A former Wesleyan church on East Jackson Street has been transformed into a polished neighborhood coffeehouse promising coffee, community and creativity.

Rise Coffeehouse, 1123 E. Jackson St., Medford, is set back from the street next door to the ever-popular Donut Country and deserves to draw the same steady crowds.

When the church’s congregation outgrew its 83-year-old building, it decided to revamp the space and lease the property to Rise Coffeehouse, says John Howell, pastor at The Rising Church and one of the investors in the separate corporation that owns and operates the coffeehouse. The project ensured that the old church would be an asset to the neighborhood instead of an aging, vacant building in danger of sliding into disrepair, he explains.

My husband and I stopped in on a Saturday morning to check out this promising addition to the east Medford neighborhood.

Spacious and light-filled, the coffeehouse is a welcoming space with an attractive interplay of dark and light woodwork, much of it the original fir, now burnished to a high gloss after a lengthy restoration process. A simple list of coffee drinks is painted right on the wall in block letters; menus with more details about hot drinks, iced drinks and smoothies are displayed on clipboards on the long bar.

Ashland’s award-winning Case Coffee supplies the beans at Rise Coffeehouse, and Case trained Rise’s staff to make its coffee to exacting standards. If you want to brew it at home, you can buy bags of coffee beans, too.

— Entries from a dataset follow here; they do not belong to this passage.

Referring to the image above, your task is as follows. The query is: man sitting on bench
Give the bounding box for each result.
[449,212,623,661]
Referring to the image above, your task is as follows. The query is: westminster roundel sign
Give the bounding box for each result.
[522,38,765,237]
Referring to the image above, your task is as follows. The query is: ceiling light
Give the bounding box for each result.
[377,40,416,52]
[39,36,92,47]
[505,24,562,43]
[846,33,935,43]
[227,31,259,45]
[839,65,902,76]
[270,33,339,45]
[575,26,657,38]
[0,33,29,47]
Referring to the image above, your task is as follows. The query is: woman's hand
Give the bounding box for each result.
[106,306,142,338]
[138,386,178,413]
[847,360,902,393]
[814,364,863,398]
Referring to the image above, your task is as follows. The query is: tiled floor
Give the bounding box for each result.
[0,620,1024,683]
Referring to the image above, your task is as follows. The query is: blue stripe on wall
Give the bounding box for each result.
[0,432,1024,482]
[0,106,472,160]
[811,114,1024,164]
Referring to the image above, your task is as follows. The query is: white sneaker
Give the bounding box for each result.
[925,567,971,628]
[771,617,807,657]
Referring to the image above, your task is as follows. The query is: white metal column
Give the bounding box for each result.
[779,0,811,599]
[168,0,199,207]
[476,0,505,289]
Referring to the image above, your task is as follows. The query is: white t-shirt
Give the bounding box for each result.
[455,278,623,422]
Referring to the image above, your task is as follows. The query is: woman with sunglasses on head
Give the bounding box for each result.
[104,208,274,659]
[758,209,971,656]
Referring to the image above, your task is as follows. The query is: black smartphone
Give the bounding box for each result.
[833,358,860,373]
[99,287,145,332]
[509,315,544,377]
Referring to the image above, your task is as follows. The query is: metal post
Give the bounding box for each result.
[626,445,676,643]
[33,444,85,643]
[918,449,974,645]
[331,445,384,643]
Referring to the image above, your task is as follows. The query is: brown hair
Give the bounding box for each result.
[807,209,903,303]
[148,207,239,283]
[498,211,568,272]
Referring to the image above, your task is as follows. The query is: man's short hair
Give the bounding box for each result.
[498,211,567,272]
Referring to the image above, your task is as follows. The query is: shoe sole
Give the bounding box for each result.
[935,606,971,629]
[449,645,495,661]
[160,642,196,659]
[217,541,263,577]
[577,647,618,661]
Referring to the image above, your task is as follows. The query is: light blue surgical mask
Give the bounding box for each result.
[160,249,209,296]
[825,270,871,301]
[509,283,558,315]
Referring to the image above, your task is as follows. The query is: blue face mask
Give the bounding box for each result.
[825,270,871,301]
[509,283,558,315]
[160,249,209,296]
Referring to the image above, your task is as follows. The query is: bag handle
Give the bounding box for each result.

A summer morning is the perfect time to try a cold-brew coffee, so that is what my husband ordered. The Rise’s $4 cold-brew coffee is brewed daily, then dispensed from a tap “on nitro” just like a proper pour of Guinness at your favorite pub. The coffee arrived on ice in a pint glass topped with a creamy swirl of tiny nitrogen bubbles that gave it a mellow smoothness and surprisingly full-bodied mouthfeel without any actual cream. My husband proclaimed it one of the best cold brews he’s had.

I ordered a $3.50 cappuccino, a drink that showcases a barista’s skill and tastes terrific whatever the weather. Made with a decaf Colombian bean, it was richly flavorful with an almost spicy aroma and a photogenic fern pattern in the foam.

For a bite to accompany our coffee, we turned to a small, counter-top bakery case that displayed a few cookies, miniature quiches and a marionberry oat bar. The baked goods come from Artisan Bakery, and from Butcher & Baker, a catering operation run by Rogue Valley chefs Steen Turner and Hallie Conlan when they aren’t serving up delicious Asian-inspired dishes through Nguyen Street Food.

The sturdy little quiche I ordered for $4 was flavorful, its thin layer of filling packed with sun-dried tomatoes and spinach. The buttery, crumbly marionberry oat square my husband selected had a hint of almond flavor and nicely complemented the coffee.

Rise hopes to expand its food offerings as it builds its clientele, and I predict that with its quality coffee and welcoming atmosphere that growth could happen soon.

Howell also hopes to host open-mic nights for musicians, poets and other performers, and make the coffeehouse, including its semi-private conference room, available for meetings and presentations by area nonprofits. From 7 to 11 p.m. Friday, Aug. 4, Rise will have a game night, welcoming all ages to bring board games and settle in for some coffee and companionship. Drip coffee, including decaf, will be available for $1.